Democratic presidential candidate Andrew Yang only gained 5 percent support in two out of the four DNC-approved qualifying polls needed to make the January debate next week, meaning he will not take the stage this month. The news could be a blow amid recent polls that show him on the rise.
Following Friday’s deadline for the debate, the campaign released a statement addressing the news, pointing to the latest survey from CNN and The Des Moines Register — the hosts of the debate — that put Yang at 5 percent support. The statement included two internal polls that the campaign commissioned from Patinkin Research Strategies and Myers Research in the early states of New Hampshire and Nevada, respectively, both of which put Yang at 5 percent support.
The campaign noted that the Democratic Party has worked with both pollsters for years. In addition, the pollsters have reportedly conducted surveys for party organizations like the Democratic Congressional Campaign Committee, Democratic Senatorial Campaign Committee, Democratic Governors Association, Democratic Legislative Campaign Committee, and National Democratic County Officials.
“Both pollsters would have been considered by the DNC if they had commissioned any early state polls,” the statement reads.

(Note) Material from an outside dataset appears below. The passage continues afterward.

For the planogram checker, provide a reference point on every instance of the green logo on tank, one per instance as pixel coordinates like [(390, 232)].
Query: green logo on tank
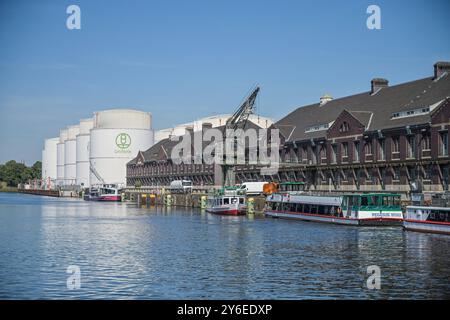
[(123, 140)]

“If the DNC had only done their due diligence and commissioned polls in the early states, Andrew Yang would certainly be on the debate stage next week,” said campaign chief Nick Ryan. “We are not going to allow the DNC to dictate who they wish to see as the nominee and deny the will of the people.”
Ryan continued to claim that the defining issues of the current election, as well as the “future of our country,” cannot be ignored in favor of “staged political bickering.”

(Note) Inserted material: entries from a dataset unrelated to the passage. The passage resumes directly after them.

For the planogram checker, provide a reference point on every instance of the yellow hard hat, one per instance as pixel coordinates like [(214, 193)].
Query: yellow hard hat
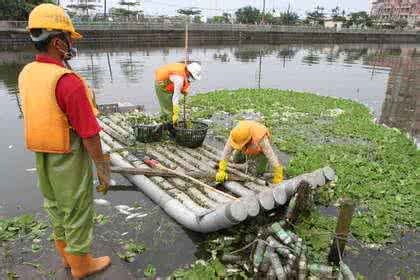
[(51, 17), (240, 136)]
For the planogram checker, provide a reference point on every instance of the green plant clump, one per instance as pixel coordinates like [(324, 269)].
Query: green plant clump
[(22, 226), (376, 166)]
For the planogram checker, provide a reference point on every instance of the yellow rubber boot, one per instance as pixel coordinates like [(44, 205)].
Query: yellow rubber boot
[(60, 245), (82, 266)]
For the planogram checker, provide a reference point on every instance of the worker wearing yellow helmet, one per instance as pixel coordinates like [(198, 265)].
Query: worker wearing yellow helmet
[(61, 128), (253, 139), (172, 81)]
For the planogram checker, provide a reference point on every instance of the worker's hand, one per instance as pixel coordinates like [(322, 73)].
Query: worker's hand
[(104, 175), (278, 174), (221, 174), (175, 114)]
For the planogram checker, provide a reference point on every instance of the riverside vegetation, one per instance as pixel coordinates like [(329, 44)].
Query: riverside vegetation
[(376, 166)]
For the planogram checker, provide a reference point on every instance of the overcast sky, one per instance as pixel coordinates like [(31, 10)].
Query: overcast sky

“The DNC tried to run this same play in 2016 and they paid for it with a loss in the general.”
— Andrew Yang???? (@AndrewYang) January 11, 2020
Yang previously called out the DNC for its lack of early state polls — a criticism that was supported by fellow candidates Cory Booker and Tom Steyer. The 44-year-old serial entrepreneur noted that early states like Iowa, New Hampshire, Nevada, and South Carolina are where all of the candidates have invested much of their time, staff, and resources.
The Yang campaign’s senior adviser, Steve Marchand, also criticized the DNC, noting that the polling criteria were meant to gauge to results of candidates’ efforts to work early states. He suggested that with no early state polls between the debates, the concept “falls apart.”
RealClearPolitics puts Yang in sixth place in the primary with 3.5 percent support. His position is notable as other candidates polling lower than him — Tom Steyer and Amy Klobuchar — qualified for the debate.